No pasteurisation, homogenisation or standardisation, meaning it still contains the full complement of vitamins, minerals and natural digestive enzymes as well as providing the most lusciously creamy mouthful of pure dairy delight; rich, sweet and voluptuously full bodied.

For someone who was ambivalent about milk, the raw stuff was a revelation. And that revelation came courtesy of Stephen Hook, a fourth-generation Sussex dairy farmer, 온라인슬롯 way back in 2011 at Selfridges, in London.

A manager of the store’s food hall had tried his raw milk at the Abergavenny Food Festival, fallen in love and, after a few meetings sorting out the legalities (the law stated that raw milk could ‘only be sold from the farm premises’), it agreed that Mr Hook could rent some floor space in Selfridges’ food hall, install his own raw-milk vending machine and sell direct to his customers.

And it was from that machine, after plugging my coin into the slot and filling up my own glass bottle, I took my first taste. The punters couldn’t get enough. ‘For 50 years, the pasteurising industry had been bedevilling the image of raw milk as a dangerous food,’ explains Mr Hook.

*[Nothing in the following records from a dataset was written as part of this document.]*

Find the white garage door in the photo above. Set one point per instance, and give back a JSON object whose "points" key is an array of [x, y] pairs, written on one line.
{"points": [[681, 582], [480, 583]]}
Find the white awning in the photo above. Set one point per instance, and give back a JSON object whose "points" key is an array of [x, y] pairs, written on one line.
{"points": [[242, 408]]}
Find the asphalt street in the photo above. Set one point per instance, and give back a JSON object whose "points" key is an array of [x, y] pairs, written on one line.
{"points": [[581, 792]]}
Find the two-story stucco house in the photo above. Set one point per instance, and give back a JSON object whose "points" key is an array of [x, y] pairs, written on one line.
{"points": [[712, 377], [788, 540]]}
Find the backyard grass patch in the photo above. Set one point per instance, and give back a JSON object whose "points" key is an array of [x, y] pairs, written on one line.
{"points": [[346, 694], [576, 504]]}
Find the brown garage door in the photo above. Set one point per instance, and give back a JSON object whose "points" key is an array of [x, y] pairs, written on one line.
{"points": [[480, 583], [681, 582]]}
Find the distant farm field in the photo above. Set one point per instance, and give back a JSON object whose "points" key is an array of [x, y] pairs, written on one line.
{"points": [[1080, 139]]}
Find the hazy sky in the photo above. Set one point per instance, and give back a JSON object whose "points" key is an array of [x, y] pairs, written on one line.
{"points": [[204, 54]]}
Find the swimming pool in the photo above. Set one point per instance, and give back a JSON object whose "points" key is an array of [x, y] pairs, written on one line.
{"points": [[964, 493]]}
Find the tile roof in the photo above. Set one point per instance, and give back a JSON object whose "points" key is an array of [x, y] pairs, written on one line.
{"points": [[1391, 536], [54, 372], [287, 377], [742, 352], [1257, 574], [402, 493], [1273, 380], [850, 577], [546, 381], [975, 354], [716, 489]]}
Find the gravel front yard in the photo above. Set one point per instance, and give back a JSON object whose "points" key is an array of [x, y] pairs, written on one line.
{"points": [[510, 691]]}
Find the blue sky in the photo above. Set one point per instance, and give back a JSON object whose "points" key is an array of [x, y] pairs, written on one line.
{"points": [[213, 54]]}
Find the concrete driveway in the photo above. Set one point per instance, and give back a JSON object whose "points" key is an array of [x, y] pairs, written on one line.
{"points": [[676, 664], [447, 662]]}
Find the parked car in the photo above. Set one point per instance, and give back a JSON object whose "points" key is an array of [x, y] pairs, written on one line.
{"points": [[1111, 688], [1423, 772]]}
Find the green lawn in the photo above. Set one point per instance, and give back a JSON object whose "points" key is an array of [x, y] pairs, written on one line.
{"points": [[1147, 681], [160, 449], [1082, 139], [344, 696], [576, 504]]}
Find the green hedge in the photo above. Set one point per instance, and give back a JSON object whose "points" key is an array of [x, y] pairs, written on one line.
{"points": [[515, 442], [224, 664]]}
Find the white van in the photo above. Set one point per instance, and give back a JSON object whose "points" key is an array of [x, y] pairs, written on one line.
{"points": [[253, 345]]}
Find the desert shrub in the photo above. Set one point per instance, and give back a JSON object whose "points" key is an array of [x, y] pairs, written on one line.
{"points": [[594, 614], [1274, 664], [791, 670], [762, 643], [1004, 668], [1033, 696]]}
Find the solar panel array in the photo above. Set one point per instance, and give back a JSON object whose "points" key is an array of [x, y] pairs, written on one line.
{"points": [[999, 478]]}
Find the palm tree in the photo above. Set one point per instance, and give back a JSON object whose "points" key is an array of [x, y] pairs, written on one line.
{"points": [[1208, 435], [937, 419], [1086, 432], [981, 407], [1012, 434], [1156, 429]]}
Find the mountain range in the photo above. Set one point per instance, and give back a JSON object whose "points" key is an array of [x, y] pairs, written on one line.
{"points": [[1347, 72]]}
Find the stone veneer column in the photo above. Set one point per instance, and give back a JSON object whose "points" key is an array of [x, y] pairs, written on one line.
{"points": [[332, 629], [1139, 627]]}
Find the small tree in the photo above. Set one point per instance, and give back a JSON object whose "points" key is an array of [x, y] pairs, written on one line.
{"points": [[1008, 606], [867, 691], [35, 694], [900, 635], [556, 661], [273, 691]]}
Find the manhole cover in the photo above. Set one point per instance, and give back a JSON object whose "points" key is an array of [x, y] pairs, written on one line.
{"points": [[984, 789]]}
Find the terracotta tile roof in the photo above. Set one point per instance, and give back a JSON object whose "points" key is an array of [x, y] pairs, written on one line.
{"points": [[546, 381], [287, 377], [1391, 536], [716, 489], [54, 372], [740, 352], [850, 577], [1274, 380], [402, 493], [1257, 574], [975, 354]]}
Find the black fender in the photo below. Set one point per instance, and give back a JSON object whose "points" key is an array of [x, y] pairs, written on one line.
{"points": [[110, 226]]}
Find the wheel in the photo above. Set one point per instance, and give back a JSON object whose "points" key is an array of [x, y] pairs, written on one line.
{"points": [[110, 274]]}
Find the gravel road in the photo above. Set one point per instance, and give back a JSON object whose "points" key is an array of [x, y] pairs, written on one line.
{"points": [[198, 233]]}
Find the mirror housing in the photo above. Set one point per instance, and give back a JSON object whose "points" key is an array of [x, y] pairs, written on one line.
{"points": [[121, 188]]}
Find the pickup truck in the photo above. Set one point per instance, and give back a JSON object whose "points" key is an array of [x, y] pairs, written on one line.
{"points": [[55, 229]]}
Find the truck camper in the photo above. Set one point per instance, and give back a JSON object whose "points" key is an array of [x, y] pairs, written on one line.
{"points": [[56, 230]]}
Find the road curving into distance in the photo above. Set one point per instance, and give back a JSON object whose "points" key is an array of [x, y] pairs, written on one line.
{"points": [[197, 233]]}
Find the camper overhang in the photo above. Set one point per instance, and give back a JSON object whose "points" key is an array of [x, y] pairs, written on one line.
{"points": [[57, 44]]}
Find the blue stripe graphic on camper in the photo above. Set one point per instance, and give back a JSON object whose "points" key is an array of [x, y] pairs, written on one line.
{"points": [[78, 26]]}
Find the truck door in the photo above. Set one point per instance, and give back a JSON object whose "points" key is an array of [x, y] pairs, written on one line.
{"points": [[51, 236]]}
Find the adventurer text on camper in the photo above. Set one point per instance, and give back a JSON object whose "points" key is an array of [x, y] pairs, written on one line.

For someone who was ambivalent about milk, the raw stuff was a revelation

And it was from that machine, after plugging my coin into the slot and filling up my own glass bottle, I took my first taste. The punters couldn’t get enough

But then, the Food Standards Agency (FSA) demanded that the machine was removed from Selfridges because it was illegal. It wasn’t – as by renting the space, Mr Hook was selling from his premises.

Anyway, to cut an epic story short, thanks to circumstances beyond Mr Hook’s control (and involving an entirely unrelated issue), he withdrew the machine in March 2012, although Selfridges agreed the venture had been a great success and no laws had been broken.

However, the prejudice against raw milk goes back many years, a mixture of scare stories, misinformation and, once upon a time, some very legitimate fears, too.

‘The idea that raw milk is unsafe and poisonous is ingrained in the British psyche,’ says Jon Cook, who runs Dora’s Dairy in Wiltshire with his wife Sarah. ‘But there was a good reason for pasteurisation.

‘During the Industrial Revolution, when dairies moved into towns, the cows were fed brewery and bakery waste, not grass. And they became ill. And ill cows produce ill milk.’